Author and consultant Terri Lonier is the founder of Working Solo Inc. She advises free agents and helps larger businesses understand Free Agent Nation. Fast Company spoke with her at her home in New Paltz, New York. To reach Working Solo, call 1-800-222-SOLO or visit the Web http://www.workingsolo.com .
What are the tools that every free agent must have?
Two things: a computer with an Internet connection, and a dedicated fax line. "To send a fax, press *3" just doesn't cut it anymore.
Have you found any indispensable low-tech tools for free agents?
I find my microcassette recorder to be a trusty friend. It cost me about $30 — though you can pay a lot more for one — and it captures those fleeting ideas that I don't have time to write down. Once the thought is on tape, I can move on to other things.
You've said that "working solo is not working alone." What can free agents do to keep from being isolated?
Surround yourself with several advisers — at all different levels. Not just your lawyer, your accountant, and people in your field. You need "reality check" friends. You can trust these folks to give you objective advice.
Any tools for refilling the psychological tank and replenishing the creative well?

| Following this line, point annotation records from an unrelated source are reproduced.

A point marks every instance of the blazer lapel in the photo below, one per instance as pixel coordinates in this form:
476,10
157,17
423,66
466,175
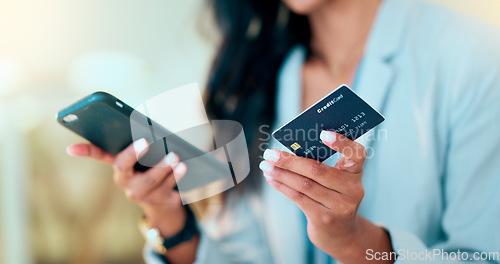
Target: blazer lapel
376,71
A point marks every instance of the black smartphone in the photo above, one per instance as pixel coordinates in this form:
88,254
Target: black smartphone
107,122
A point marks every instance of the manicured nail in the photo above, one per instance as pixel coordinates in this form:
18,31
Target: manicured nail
271,155
171,158
140,145
266,166
348,163
180,169
68,150
327,136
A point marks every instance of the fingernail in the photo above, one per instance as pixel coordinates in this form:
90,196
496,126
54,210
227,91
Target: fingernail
266,166
271,155
327,136
171,158
180,169
68,150
348,163
140,145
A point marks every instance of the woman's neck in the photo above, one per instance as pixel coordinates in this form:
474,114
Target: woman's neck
340,30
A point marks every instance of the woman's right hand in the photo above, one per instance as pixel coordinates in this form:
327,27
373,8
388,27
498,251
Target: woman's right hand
153,190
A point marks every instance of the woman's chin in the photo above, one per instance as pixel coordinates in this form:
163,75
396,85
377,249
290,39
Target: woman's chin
303,7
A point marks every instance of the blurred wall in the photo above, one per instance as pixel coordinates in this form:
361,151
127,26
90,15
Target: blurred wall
58,209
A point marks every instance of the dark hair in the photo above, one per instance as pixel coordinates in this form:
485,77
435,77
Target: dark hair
256,36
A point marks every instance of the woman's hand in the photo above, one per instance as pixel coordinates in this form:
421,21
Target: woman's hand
152,190
329,197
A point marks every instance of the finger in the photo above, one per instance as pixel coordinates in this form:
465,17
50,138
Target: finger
145,183
310,168
165,193
310,207
125,160
305,185
354,153
90,151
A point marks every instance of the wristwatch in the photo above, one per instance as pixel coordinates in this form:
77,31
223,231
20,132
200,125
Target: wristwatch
160,244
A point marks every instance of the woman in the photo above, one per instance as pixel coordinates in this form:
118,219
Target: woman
424,181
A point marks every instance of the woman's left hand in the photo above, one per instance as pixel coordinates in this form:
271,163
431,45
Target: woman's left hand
328,196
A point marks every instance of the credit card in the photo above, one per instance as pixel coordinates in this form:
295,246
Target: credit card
341,111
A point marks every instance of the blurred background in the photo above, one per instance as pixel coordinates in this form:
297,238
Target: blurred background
59,209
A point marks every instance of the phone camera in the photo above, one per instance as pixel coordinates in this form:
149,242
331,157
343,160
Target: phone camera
71,118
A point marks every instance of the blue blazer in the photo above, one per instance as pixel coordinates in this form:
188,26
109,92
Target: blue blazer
433,175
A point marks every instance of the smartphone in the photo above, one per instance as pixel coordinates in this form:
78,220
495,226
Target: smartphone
110,124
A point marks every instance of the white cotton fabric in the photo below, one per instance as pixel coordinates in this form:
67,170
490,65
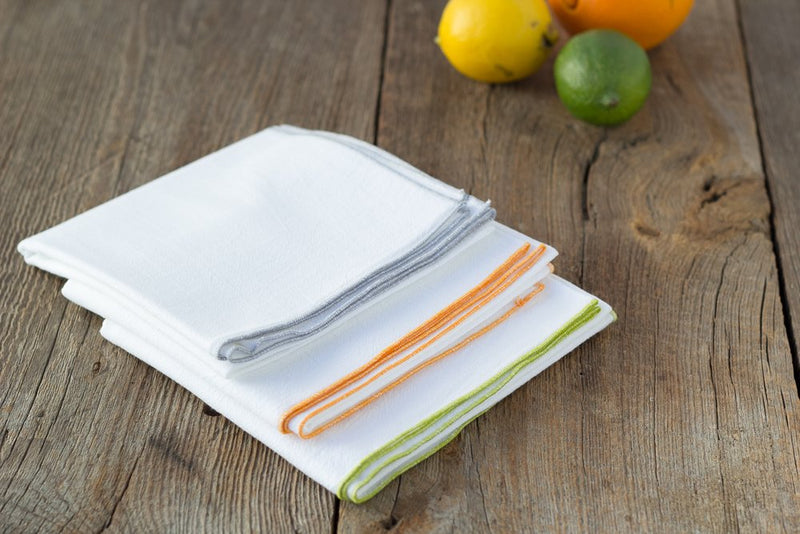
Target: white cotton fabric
260,234
330,457
290,230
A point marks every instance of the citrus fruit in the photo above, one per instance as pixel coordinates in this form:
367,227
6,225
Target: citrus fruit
496,40
648,22
602,76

Many free agents speak of how long and hard they work, as if it's a badge of courage. "Oh, I haven't taken time off in eight years." They may think it's a sign of dedication, but I think it's pathetic. Free time is valuable because it keeps you fresh. When you're hiking in the woods or reading a novel, solutions to problems that you've been struggling with for days can become clear in an instant. I've learned that the more time off I take, the more productive — and profitable — my business is.
How much preparation should people do before making the jump to free agency?
People think everything has to be worked out in detail before they start. But don't wait until "everything is just right." Nothing will ever be fully ready. Do your due diligence. Prepare as best you can. Then accept the ancient wisdom: Leap and the net will appear.
A version of this article appeared in the December 1997/January 1998 issue of Fast Company magazine.